The term “burnout” was coined by psychologist Herbert Freudenberger in 1974 in the article “Staff Burnout,” in which he discussed job dissatisfaction caused by professional stress [1].
There is no standard definition of burnout, but, currently, the most accepted and widespread is the one given by Maslach and Jackson, describing burnout as a tridimensional psychological syndrome, in which professionals who provide human services display emotional exhaustion, depersonalization in client attention and feelings of low personal accomplishment. Put more simply, a job-related state of physical and mental exhaustion, where coping methods are not sufficient [2].
The first burnout dimension is the emotional exhaustion, which refers to stress feelings as depression, hopelessness, anger, loneliness, irritability, impatience, tension, decreased empathy, a sense of lack of energy, and worry. The second dimension, defined as depersonalization, is the tendency to put distance from the recipients of the service, accompanied by a sense of alienation, as well as callousness and indifference towards others, which in turn gives way to cynicism; consequently, working with other people is often considered unpleasant and undesirable. Finally, the feeling of low professional achievement or low job satisfaction (third dimension) can be described as the awareness that very little has been attained and what is accomplished is worthless [2, 3].
Burnout syndrome is responsible for undesirable consequences, both in personal and professional spheres, affecting not only workers themselves, but also their families, the work environment, and the organizations [4]. A variety of psychosomatic and organic health issues are influenced by burnout [5].
Furthermore, burnout has been associated with substance abuse, depression and suicide, as well as medical errors, professional misconduct, departure from the oncology profession, and early retirement [6,7,8,9,10,11].
Burnout is considered one of the most important occupational health problems in various professions involving working with other people [12] and it is listed in the International Statistical Classification of Diseases and Related Health Problems, 10th revision (ICD-10), under the category “Problems related to life-management difficulty” [13].
The phenomenon of burnout syndrome among health care professionals has been extensively investigated, predominantly focusing on physicians [7, 8, 14,15,16,17,18,19,20] and nurses [21,22,23,24,25,26,27,28,29,30]. However, literature concerning burnout in clinical research, with particular regard to the professional figures dedicated to its coordination and management, including Clinical Research Coordinators (CRCs), is poor and often referred to a work environment far away from the Italian one.
Mueller and Mamo in 2002 reported three major critical areas faced by CRCs: work autonomy/control, relationship with patients and physicians, and clinical or technical skills and knowledge [31]. Höglund et al. [32] showed CRCs’ ethical dilemmas, such as conflict between their obligations to clinical trials and those to participants. Other studies highlighted issues with multitasking, feeling of isolation, job control, workload, working with patients, collaboration with other healthcare professionals, and uncertainty towards career development [33,34,35,36]. Furthermore, Gwede et al. [37] compared burnout levels in CRCs to those reported by other healthcare professionals and Matsumoto et al. [38] tried to validate a psychometric testing for a CRCs Stressor Scale.
However, at the time and place in which these studies were conducted, the figures of the research nurse and the CRC were overlapping to a certain extent, while nowadays in Europe, especially in the field of oncology research, these are two distinct professional figures, with very different duties and stressors.
In most of the Italian trial centers, CRC’s daily work involves close interaction with principal investigators, sub-investigators, nursing staff, sponsors, contract research organizations, ethical committees, and national competent authorities, to ensure that clinical trials are carried out correctly in terms of patient compliance, study procedures, collection of the data, and administrative and other study-related issues.

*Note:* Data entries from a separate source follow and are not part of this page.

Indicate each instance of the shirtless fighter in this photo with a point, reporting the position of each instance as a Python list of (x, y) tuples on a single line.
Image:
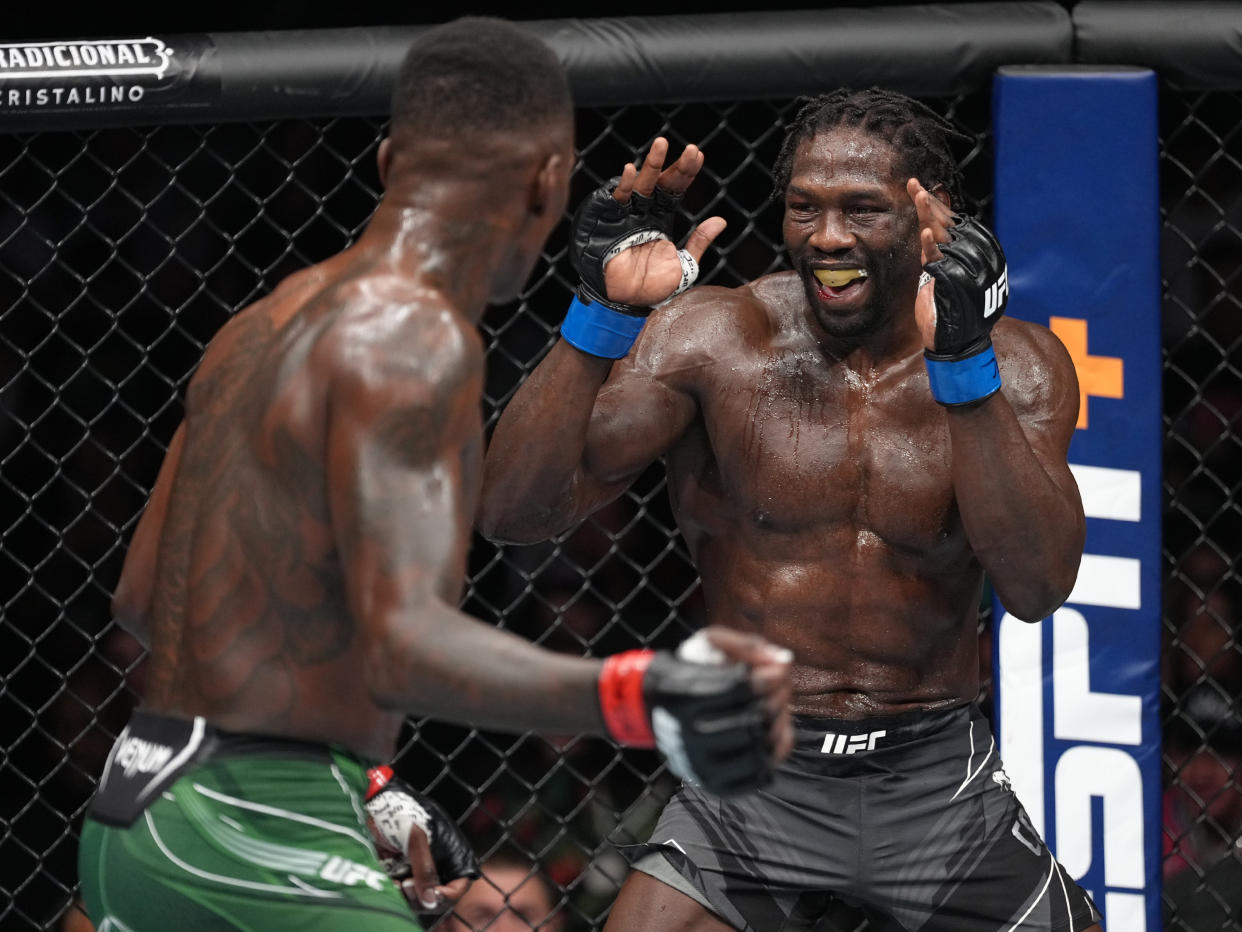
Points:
[(297, 569), (851, 445)]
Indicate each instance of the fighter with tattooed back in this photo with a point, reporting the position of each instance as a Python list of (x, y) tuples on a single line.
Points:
[(297, 571)]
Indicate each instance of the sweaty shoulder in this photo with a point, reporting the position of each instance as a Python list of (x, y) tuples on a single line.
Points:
[(391, 337), (1037, 374), (707, 324)]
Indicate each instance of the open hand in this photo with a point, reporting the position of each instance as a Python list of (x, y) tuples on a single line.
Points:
[(648, 274)]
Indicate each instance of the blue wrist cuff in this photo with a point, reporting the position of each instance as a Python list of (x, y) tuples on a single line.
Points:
[(599, 329), (959, 382)]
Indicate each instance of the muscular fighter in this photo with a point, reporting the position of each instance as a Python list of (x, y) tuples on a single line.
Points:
[(297, 569), (851, 446)]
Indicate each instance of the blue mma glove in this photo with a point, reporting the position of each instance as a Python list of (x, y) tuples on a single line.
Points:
[(601, 230), (971, 292)]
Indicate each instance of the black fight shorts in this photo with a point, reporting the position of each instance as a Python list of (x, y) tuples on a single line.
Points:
[(908, 820)]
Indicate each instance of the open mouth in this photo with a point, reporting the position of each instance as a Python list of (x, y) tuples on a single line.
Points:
[(840, 282)]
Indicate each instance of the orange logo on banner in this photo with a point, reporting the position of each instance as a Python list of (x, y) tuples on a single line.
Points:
[(1097, 374)]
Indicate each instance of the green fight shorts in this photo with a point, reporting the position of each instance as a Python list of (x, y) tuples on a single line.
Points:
[(237, 833)]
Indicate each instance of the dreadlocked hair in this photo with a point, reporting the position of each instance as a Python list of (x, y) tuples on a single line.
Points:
[(919, 136)]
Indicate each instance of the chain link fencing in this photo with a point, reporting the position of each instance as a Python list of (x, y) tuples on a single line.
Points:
[(122, 251)]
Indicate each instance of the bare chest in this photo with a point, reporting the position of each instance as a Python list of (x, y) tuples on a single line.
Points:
[(806, 444)]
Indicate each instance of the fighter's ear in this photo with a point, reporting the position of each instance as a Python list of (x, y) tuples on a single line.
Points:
[(549, 185), (384, 159)]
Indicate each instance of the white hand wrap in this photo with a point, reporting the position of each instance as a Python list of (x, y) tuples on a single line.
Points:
[(393, 814), (689, 275)]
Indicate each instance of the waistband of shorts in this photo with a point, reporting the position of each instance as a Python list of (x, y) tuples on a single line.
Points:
[(220, 743), (847, 735)]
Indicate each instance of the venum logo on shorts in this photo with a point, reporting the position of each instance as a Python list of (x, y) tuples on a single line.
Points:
[(138, 756), (851, 743)]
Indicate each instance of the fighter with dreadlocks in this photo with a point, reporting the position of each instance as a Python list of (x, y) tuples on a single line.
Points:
[(851, 446)]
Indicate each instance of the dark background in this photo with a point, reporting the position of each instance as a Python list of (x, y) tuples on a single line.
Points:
[(113, 19)]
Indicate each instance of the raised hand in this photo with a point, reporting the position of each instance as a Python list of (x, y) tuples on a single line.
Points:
[(648, 274), (963, 292)]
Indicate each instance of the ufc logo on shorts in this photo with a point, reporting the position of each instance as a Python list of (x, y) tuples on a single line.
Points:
[(995, 293), (851, 743)]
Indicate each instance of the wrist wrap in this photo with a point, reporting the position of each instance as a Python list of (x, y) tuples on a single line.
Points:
[(599, 329), (621, 699), (961, 379)]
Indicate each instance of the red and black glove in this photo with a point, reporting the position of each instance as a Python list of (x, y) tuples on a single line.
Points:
[(394, 809), (703, 717)]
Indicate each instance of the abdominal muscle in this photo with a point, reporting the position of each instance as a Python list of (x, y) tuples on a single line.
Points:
[(867, 640)]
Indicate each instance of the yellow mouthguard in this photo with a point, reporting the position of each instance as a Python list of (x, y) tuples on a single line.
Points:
[(836, 277)]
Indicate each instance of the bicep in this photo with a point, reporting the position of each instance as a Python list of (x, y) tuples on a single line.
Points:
[(132, 599), (640, 414), (1046, 405)]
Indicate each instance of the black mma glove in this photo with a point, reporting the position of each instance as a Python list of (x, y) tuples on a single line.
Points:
[(971, 291), (393, 808), (601, 230), (703, 717)]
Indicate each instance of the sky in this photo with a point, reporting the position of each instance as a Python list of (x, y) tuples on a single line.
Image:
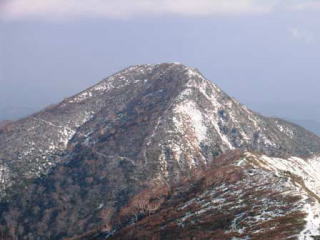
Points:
[(265, 53)]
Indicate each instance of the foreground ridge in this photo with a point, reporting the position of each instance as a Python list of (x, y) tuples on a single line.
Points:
[(77, 166)]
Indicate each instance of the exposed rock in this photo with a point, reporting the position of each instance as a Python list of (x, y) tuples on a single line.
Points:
[(73, 167)]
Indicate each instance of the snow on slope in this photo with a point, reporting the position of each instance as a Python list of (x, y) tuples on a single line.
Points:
[(304, 174)]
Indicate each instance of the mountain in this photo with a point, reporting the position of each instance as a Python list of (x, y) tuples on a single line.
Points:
[(132, 140)]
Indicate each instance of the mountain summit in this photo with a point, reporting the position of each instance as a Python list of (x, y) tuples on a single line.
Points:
[(79, 166)]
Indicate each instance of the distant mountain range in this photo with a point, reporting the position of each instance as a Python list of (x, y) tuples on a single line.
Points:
[(157, 152)]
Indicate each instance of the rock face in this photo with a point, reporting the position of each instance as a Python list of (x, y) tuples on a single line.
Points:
[(75, 166)]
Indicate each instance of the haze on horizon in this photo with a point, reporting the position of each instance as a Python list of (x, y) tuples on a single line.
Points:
[(264, 53)]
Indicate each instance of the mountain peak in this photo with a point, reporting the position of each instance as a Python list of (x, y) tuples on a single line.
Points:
[(147, 124)]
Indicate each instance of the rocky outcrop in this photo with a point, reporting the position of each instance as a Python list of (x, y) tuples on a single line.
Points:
[(73, 167)]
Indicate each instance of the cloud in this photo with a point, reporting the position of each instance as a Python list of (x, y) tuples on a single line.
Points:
[(302, 35), (64, 9)]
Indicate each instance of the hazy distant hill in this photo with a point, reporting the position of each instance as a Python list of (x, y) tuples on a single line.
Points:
[(155, 148)]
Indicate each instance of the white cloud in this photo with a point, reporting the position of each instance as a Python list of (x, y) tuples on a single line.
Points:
[(302, 35), (61, 9)]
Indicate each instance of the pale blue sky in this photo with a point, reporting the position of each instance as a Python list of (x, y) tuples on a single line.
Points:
[(265, 55)]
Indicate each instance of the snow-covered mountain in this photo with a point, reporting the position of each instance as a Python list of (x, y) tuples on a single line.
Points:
[(75, 166)]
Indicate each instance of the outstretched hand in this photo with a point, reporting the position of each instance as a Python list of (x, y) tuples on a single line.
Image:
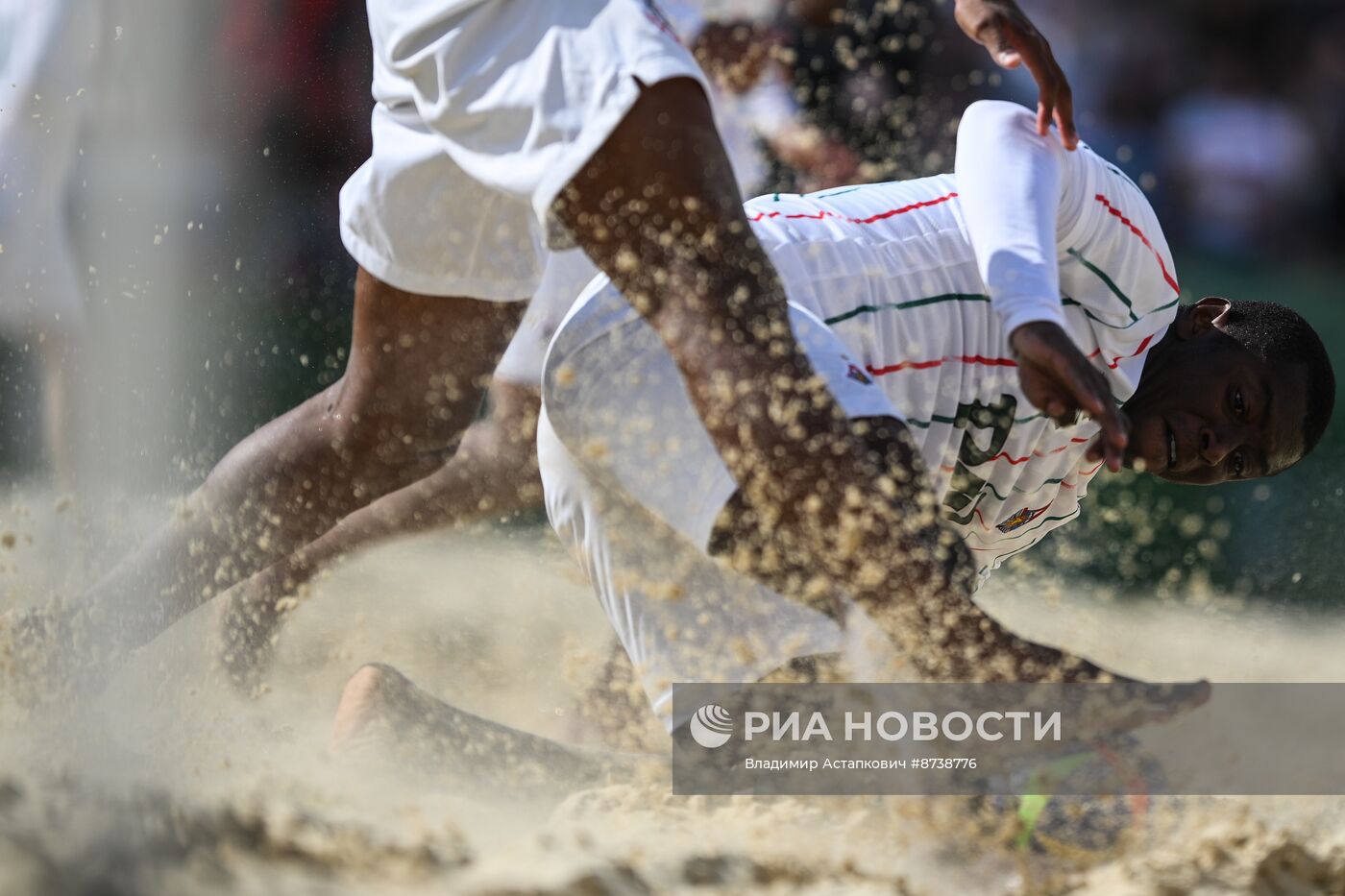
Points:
[(1062, 383), (1013, 40)]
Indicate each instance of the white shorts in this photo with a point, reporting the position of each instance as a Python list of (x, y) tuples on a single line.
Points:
[(564, 278), (484, 111), (634, 487)]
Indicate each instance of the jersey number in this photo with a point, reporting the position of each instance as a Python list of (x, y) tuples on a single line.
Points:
[(965, 492)]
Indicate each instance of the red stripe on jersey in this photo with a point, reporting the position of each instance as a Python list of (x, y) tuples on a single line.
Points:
[(992, 362), (1115, 362), (1136, 230), (876, 218), (935, 362)]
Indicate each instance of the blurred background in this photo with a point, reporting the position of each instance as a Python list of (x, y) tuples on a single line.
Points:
[(214, 292)]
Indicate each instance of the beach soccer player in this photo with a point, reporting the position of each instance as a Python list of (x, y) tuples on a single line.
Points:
[(918, 303), (501, 127)]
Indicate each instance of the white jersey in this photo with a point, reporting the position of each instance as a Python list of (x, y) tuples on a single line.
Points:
[(903, 296), (891, 268), (900, 271)]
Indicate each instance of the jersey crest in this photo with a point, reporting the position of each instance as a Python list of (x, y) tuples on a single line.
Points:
[(1021, 519)]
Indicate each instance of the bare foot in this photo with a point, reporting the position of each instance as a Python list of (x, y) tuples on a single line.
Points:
[(383, 714), (248, 623), (370, 708)]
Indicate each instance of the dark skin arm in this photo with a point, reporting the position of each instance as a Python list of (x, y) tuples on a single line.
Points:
[(1011, 37), (1063, 383), (1002, 29)]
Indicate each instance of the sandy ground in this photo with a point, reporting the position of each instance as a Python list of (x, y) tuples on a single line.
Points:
[(172, 782)]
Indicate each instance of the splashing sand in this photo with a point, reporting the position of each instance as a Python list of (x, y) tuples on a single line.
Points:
[(172, 782)]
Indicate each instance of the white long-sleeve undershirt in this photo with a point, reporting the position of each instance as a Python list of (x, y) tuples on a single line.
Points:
[(1017, 190)]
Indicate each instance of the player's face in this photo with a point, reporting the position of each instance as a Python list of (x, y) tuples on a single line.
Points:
[(1208, 410)]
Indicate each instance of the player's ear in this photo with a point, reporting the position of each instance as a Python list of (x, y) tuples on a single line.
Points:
[(1208, 314)]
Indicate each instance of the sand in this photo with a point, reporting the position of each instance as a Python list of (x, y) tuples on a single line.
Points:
[(172, 782)]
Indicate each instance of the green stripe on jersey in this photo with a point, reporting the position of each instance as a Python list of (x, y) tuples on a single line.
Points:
[(1107, 280), (1068, 302), (904, 305)]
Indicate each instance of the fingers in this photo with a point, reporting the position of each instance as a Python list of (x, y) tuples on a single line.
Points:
[(1056, 101)]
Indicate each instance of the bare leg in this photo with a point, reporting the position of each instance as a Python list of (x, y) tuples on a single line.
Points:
[(414, 381), (493, 472), (658, 210), (382, 712)]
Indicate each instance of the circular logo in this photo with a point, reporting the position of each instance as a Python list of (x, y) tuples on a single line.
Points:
[(712, 725)]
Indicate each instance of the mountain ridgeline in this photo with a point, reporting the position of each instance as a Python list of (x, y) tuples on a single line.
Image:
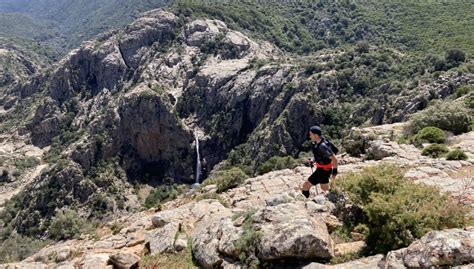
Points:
[(246, 78)]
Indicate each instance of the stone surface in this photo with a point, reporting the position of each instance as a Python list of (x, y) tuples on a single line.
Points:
[(162, 240), (123, 260), (435, 249), (287, 236), (371, 262)]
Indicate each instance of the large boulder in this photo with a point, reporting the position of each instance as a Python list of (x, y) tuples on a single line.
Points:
[(436, 249), (277, 233), (289, 231), (371, 262)]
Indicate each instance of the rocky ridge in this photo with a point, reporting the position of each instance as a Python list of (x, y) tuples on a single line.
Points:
[(267, 205)]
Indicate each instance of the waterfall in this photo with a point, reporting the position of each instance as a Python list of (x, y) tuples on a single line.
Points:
[(198, 159)]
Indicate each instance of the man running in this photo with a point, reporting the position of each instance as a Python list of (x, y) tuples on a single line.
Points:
[(325, 159)]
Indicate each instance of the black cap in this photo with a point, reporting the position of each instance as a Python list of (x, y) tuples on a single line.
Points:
[(315, 130)]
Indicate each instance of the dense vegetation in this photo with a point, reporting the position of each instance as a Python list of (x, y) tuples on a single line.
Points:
[(421, 26), (65, 24), (396, 211)]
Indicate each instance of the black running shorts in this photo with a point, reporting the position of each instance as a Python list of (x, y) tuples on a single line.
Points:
[(320, 176)]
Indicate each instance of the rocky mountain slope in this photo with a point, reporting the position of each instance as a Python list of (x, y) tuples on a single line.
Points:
[(63, 25), (293, 230), (80, 138), (124, 108)]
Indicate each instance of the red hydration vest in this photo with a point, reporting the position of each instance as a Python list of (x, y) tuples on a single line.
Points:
[(323, 166)]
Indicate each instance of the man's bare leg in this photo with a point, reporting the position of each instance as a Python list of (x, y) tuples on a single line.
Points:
[(305, 189)]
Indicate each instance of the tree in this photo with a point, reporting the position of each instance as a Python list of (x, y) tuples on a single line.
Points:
[(455, 55)]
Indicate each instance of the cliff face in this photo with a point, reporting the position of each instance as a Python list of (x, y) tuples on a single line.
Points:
[(130, 101)]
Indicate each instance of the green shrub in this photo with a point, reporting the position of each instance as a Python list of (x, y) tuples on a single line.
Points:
[(227, 179), (435, 150), (462, 90), (455, 55), (162, 194), (456, 154), (449, 116), (430, 135), (397, 210), (66, 224), (277, 163), (470, 101)]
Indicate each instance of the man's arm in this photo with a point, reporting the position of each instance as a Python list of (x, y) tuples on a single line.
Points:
[(334, 166)]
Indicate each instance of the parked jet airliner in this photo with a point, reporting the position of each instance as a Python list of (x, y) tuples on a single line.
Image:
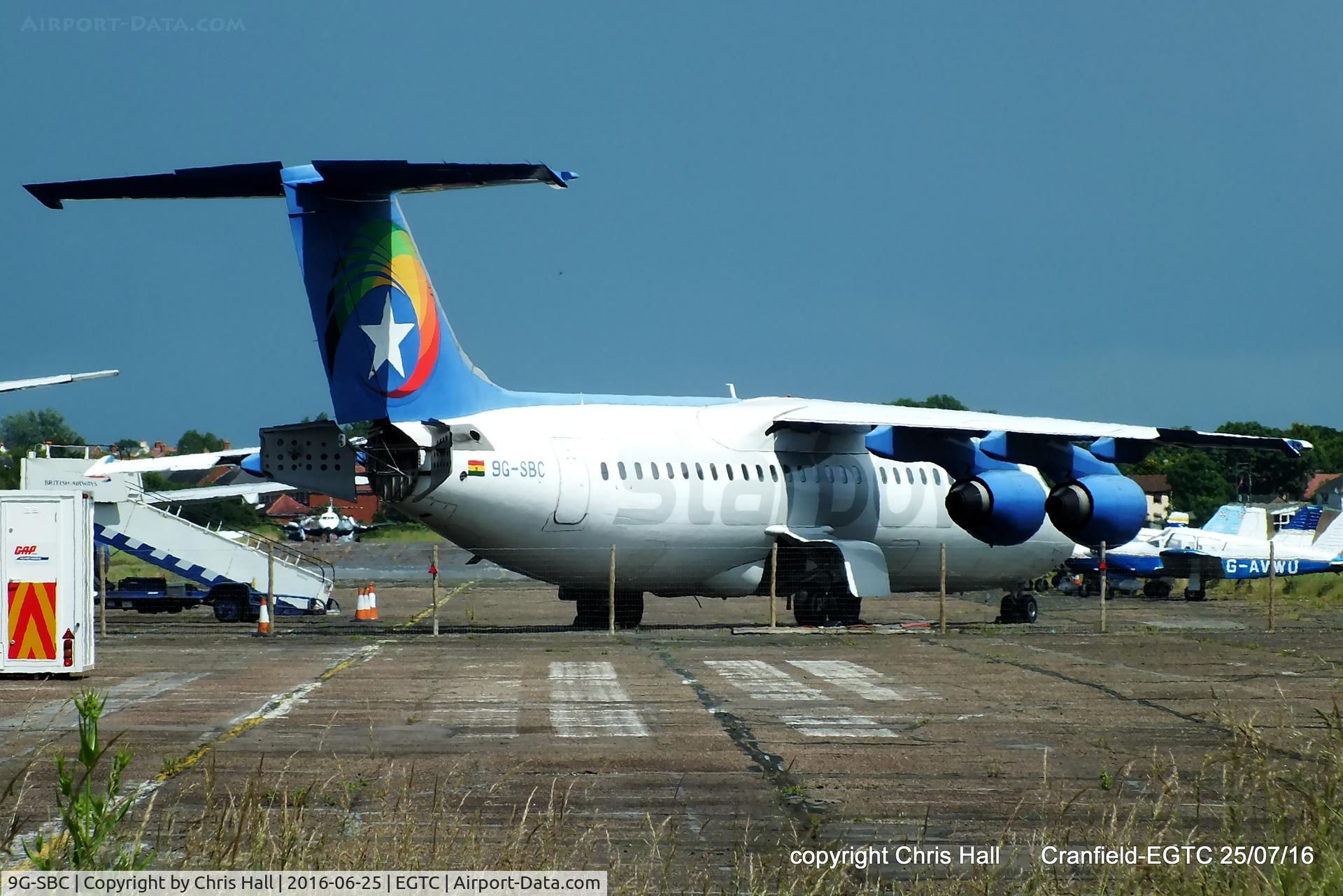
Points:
[(692, 492)]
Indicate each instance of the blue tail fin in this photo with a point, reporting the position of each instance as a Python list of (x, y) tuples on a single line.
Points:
[(386, 344), (387, 347)]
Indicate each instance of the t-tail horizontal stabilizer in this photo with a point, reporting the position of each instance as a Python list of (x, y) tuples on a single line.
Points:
[(386, 343)]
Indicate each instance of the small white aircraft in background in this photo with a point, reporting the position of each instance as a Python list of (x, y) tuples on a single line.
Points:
[(328, 525), (14, 386), (693, 495)]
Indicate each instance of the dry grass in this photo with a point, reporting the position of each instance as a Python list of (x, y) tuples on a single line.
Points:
[(1271, 783)]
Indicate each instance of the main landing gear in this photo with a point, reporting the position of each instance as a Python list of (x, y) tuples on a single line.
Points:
[(820, 590), (1018, 608), (594, 611)]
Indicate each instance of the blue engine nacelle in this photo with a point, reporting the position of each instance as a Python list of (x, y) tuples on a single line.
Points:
[(1000, 507), (1099, 508)]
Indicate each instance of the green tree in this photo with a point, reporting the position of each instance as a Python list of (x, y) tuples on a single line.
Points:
[(939, 401), (194, 442), (1264, 472), (24, 429), (1198, 485)]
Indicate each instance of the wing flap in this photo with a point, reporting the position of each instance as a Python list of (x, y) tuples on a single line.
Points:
[(1127, 439)]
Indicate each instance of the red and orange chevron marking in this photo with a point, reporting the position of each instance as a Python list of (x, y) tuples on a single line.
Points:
[(33, 620)]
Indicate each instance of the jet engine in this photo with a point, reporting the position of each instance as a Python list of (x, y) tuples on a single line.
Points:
[(1097, 508), (998, 507)]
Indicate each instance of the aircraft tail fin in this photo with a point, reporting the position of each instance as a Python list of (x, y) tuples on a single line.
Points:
[(386, 343), (1239, 519), (1300, 529), (1331, 539)]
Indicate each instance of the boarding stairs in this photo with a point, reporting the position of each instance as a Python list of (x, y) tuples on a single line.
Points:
[(129, 519), (204, 555)]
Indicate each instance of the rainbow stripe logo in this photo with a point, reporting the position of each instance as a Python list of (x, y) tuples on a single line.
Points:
[(382, 315)]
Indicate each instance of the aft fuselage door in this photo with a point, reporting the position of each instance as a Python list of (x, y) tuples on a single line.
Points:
[(571, 506)]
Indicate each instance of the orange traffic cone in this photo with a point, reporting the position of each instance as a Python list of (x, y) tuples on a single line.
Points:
[(264, 620)]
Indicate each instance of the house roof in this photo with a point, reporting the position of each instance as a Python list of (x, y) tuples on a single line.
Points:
[(1319, 481), (1153, 484), (286, 506)]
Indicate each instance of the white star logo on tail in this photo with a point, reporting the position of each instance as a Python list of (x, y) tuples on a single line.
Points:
[(387, 340)]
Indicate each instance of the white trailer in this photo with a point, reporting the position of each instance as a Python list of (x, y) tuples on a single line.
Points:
[(46, 560)]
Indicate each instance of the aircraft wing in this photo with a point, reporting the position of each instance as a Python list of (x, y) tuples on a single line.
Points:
[(173, 462), (14, 386), (855, 417), (211, 492)]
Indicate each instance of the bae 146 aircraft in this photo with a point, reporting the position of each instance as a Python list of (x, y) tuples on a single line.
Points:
[(693, 493)]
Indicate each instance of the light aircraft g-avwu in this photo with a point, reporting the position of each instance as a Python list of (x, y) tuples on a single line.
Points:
[(1233, 544), (693, 493), (1201, 557)]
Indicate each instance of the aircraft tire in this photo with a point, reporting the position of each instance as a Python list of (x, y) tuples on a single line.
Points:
[(229, 610), (809, 606), (629, 609), (591, 610)]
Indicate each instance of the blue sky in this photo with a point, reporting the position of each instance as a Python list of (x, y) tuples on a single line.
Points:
[(1115, 211)]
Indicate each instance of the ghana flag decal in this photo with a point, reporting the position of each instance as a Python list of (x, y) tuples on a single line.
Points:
[(382, 311), (33, 621)]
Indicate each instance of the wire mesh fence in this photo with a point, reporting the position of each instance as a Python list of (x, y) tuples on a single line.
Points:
[(422, 588)]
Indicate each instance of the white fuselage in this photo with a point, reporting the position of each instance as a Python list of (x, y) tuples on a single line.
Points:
[(688, 495)]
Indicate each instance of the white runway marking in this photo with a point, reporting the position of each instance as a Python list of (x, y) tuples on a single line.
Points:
[(839, 725), (586, 703), (763, 681), (851, 676)]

CRC activities are wide ranging and include administrative and regulatory compliance, protocol management, data collection, case report form (CRF) completion and query resolution, serious adverse event reporting, and activity monitoring. However, CRC workload varies substantially among Italian and European institutions, mainly because of the lack of common guidelines on the role and duties of this professional figure. Few articles on the activities of a CRC and on the number of studies in which CRCs are involved are available on MEDLINE, and all vary substantially in the information they provide [39].
Due to this substantial lack of knowledge, the Italian Group of Clinical Research Coordinators (GIDM) conducted the present study, based on a survey among its associates aimed at investigating the prevalence of self-reported stress and burnout symptoms in CRCs working in clinical research, as well as evaluating the applicability of a standardized tool such as the Maslach Burnout Inventory (MBI) in this population.